Eating Squirrel Brains May Have Killed a Man After Contracting Mad Cow-Like Disease
OutdoorHub Reporters 10.18.18
Again, this sounds like the making of a scary Halloween movie, but it’s just another bizarre story that couldn’t have surfaced at a more appropriate time. . . A recently-uncovered medical case from 2015 may show that a man died after contracting a rare brain disease from eating squirrel brains. This would be the first instance in which the disorder was ever contracted in the United States.
The extremely rare brain disease – known as Creutzfeldt-Jakob disease – is caused by misfolding brain proteins called prions. When these proteins start to misfold, they cause a sort-of domino effect causing other nearby prions in the brain to misfold as well. This results in severe memory loss, dementia, psychosis, loss of coordination, and eventually death.
These zombie-like prions can also withstand radiation and chemicals such as formaldehyde!
The disease is contagious, however it’s a lot more complicated than contracting a cold from your sneezing co-worker.
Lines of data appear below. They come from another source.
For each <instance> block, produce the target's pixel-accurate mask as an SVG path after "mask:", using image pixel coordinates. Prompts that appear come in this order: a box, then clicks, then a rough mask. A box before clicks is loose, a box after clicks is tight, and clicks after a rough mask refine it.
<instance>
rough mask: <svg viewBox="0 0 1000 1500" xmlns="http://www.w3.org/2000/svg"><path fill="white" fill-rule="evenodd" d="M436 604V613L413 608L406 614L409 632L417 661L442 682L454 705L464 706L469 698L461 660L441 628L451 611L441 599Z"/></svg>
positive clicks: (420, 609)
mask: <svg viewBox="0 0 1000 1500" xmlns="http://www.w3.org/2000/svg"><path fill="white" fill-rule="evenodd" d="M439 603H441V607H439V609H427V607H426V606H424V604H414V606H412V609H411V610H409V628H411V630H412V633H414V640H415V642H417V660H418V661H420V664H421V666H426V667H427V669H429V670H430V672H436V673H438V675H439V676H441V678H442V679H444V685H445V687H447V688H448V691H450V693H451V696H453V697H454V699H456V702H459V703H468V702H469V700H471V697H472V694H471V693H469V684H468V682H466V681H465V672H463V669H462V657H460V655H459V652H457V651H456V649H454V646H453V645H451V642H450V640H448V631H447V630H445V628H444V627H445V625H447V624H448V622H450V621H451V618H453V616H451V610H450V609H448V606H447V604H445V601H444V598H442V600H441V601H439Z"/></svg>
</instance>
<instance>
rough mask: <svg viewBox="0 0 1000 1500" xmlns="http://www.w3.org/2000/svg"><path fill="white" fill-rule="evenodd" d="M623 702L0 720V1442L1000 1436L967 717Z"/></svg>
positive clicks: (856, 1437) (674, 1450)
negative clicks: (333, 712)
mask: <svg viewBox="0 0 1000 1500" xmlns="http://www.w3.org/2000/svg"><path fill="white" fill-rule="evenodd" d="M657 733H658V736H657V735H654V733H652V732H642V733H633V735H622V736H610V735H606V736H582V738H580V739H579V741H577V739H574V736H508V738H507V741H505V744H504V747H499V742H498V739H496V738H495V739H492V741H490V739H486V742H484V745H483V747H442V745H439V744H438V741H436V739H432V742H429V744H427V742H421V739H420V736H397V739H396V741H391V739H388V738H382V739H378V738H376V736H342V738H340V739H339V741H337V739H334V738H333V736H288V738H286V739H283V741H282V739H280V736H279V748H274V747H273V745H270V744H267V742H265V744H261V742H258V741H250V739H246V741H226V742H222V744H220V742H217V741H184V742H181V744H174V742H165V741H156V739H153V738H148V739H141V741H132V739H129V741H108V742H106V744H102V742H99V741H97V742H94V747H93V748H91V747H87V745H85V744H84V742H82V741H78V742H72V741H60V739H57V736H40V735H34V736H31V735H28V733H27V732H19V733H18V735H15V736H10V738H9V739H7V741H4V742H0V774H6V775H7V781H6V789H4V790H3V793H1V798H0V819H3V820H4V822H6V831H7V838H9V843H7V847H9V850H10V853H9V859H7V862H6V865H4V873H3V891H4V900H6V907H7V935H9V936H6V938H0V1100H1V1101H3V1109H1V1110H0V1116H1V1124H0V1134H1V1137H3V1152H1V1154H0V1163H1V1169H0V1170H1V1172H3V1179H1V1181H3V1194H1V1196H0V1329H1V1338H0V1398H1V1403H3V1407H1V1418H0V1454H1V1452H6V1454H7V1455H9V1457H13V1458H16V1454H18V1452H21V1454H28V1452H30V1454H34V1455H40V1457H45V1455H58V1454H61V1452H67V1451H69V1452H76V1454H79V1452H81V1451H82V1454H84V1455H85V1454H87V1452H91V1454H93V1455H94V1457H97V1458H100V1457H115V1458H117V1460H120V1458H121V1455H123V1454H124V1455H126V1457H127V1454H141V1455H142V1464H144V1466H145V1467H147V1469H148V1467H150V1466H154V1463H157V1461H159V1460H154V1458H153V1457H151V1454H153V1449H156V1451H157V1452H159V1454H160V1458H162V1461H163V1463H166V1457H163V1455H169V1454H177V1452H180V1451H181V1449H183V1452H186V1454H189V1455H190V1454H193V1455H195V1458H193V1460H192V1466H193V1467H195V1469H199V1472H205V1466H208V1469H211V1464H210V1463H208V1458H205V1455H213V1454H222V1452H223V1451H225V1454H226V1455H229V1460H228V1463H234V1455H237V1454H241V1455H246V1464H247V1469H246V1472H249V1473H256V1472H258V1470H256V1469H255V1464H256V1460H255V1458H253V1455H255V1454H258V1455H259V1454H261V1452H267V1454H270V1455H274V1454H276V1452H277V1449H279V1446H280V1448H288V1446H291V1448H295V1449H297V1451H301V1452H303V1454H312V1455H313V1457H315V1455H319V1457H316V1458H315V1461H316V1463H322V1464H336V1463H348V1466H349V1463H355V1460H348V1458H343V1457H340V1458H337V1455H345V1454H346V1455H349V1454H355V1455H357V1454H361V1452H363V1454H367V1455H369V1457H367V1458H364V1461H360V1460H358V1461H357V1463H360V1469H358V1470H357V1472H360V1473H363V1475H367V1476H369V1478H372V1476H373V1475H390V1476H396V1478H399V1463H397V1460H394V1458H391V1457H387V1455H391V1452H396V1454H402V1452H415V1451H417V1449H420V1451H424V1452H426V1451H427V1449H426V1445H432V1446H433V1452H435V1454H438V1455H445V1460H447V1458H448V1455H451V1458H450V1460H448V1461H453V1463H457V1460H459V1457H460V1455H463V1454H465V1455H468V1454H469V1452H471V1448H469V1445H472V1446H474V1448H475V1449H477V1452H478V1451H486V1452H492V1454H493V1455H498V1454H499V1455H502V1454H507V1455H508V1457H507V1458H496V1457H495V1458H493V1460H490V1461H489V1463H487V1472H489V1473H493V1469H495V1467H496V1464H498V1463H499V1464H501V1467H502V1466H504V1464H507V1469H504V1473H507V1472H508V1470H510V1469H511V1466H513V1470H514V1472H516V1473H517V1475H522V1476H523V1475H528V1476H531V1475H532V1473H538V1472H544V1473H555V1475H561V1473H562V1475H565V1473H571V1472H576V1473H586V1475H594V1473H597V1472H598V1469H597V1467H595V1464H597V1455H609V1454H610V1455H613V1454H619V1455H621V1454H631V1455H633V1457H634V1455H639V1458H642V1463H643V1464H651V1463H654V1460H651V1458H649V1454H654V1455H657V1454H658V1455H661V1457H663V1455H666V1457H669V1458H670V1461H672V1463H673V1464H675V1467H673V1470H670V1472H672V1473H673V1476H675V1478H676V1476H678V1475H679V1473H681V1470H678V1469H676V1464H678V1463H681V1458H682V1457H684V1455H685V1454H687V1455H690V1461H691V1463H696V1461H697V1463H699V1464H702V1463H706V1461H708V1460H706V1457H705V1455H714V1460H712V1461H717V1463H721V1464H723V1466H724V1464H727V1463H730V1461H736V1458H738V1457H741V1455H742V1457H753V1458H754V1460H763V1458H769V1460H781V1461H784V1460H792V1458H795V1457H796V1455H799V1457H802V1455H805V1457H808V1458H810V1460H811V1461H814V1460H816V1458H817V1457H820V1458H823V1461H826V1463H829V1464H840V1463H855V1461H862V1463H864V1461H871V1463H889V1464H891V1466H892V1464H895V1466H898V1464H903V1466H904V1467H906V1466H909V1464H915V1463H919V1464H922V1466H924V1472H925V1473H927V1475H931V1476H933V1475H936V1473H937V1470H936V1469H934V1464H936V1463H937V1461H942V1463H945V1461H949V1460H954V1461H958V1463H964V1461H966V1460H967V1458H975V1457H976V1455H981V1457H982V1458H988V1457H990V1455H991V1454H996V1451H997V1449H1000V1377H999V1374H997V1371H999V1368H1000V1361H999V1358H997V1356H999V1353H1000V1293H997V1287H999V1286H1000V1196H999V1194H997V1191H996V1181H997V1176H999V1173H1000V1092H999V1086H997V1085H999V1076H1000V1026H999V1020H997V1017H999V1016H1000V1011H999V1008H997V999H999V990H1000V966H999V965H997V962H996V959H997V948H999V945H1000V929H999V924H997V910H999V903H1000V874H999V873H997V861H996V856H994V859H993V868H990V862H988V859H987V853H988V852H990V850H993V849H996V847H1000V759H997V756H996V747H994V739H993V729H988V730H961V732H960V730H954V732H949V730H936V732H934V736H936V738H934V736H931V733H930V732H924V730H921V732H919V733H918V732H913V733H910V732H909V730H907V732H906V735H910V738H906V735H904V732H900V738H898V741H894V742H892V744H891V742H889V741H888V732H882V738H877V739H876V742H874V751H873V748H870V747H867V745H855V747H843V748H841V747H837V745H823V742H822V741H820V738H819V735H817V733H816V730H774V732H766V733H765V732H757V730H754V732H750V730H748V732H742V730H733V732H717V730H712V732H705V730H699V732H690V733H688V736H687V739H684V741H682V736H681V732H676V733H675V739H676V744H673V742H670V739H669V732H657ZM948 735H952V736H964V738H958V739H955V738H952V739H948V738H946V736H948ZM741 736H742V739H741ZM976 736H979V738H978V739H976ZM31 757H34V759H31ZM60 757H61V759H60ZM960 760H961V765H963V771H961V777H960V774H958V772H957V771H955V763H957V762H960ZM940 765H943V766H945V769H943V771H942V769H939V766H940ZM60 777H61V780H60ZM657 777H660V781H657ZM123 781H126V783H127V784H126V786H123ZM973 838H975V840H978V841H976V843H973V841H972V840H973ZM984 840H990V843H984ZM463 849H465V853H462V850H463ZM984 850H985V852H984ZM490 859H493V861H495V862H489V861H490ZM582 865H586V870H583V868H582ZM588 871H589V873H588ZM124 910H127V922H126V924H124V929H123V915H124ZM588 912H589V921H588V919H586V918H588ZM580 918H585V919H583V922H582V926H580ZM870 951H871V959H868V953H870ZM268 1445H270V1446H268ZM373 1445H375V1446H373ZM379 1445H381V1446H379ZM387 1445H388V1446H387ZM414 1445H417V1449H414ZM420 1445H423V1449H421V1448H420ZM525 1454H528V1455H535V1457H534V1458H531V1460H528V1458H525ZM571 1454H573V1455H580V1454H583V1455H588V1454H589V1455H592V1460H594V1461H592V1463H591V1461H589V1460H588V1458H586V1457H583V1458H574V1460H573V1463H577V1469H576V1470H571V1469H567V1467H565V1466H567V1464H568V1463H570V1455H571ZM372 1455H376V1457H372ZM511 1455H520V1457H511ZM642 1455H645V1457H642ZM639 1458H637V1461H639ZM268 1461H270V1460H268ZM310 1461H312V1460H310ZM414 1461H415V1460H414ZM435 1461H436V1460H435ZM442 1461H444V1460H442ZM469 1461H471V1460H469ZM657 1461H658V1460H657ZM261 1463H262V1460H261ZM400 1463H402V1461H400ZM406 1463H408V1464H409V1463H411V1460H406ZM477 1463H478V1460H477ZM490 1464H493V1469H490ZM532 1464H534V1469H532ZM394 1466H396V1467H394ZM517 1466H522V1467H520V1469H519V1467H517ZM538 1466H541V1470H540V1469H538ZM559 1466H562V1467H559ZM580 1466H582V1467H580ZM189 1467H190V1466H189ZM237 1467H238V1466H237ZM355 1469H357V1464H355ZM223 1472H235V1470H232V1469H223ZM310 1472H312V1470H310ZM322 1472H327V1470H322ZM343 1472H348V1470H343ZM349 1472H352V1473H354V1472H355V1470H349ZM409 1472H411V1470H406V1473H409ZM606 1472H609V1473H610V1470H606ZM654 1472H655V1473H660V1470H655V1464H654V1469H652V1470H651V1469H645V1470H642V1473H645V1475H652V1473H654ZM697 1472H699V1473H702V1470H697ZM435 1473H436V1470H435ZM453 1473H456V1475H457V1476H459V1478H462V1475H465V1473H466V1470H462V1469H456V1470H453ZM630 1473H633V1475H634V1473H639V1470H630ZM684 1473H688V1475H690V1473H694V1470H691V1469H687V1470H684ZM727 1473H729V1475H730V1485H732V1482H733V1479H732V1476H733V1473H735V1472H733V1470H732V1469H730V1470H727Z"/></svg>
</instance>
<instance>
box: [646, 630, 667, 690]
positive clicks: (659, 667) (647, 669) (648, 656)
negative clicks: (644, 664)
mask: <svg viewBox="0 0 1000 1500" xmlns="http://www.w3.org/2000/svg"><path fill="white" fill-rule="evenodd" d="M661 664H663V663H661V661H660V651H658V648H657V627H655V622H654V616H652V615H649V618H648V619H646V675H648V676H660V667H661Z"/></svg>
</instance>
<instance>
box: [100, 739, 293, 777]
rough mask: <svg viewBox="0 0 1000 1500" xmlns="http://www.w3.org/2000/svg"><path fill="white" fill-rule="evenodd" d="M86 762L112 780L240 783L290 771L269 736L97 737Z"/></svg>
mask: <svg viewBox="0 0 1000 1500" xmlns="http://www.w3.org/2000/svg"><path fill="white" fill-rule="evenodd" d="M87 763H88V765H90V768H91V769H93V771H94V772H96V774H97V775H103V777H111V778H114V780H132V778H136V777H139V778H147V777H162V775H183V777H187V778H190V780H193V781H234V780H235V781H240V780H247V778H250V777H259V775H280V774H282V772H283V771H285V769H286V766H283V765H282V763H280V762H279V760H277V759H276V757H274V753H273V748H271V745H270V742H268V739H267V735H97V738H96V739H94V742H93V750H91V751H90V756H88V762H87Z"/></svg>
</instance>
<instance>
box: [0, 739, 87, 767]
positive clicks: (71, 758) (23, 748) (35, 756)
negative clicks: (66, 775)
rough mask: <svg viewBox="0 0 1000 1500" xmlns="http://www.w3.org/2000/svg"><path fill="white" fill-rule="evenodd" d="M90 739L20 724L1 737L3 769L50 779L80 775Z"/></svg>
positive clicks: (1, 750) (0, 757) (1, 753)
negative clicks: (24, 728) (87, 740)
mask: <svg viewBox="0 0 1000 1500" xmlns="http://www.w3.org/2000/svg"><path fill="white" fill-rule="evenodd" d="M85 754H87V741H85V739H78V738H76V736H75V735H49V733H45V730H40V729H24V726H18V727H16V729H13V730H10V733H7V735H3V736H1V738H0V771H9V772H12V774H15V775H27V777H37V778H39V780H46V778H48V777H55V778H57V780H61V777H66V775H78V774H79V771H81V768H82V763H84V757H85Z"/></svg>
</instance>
See, the prions cannot be spread through mucus or saliva, rather the most common way to get CJD from somebody else. . . is to eat them.
Obviously, CJD isn’t a common disease like the flu.
The last major epidemic involving the disease was recorded back in the 1950s when a remote tribe – the Fore people of Papua New Guinea – practiced a form of ritualistic cannibalism. Separately, an even rarer form of CJD, called ‘variant CJD,’ plagued the U.K. back in the 80s and 90s when people were unknowingly eating beef from cows who were infected with the bovine strain, more commonly known as mad cow disease.
The case from 2015 shows a 61-year-old man from Rochester, New York was admitted into a hospital after suffering chronic memory loss, deteriorating mental faculties, and muscle problems: all of which are symptoms of vCJD. Once the man’s brain scan results came back, researchers’ suspicions were confirmed, as the MRI results looked a lot like the other victims of vCJD.
So the question quickly became: How the heck did this man contract a rare disease such as vCJD in the first place?
The answer apparently revealed itself in his hunting habits. The man apparently loved squirrel hunting, and according to the report has ate squirrel brains at least once before. Therein lies the answer. At least potentially, as it’s possible the man ate the brain of at least one squirrel with a prion disease, leaving him infected. Of course, no one ate that man’s brains, so there’s no risk of him spreading the disease further.
However, this means that hunters – namely squirrel connoisseurs – could possibly be more at risk for CJD than previously believed.
I know, pretty dreary news. But on the bright side, you can avoid CJD by just not eating squirrel brains.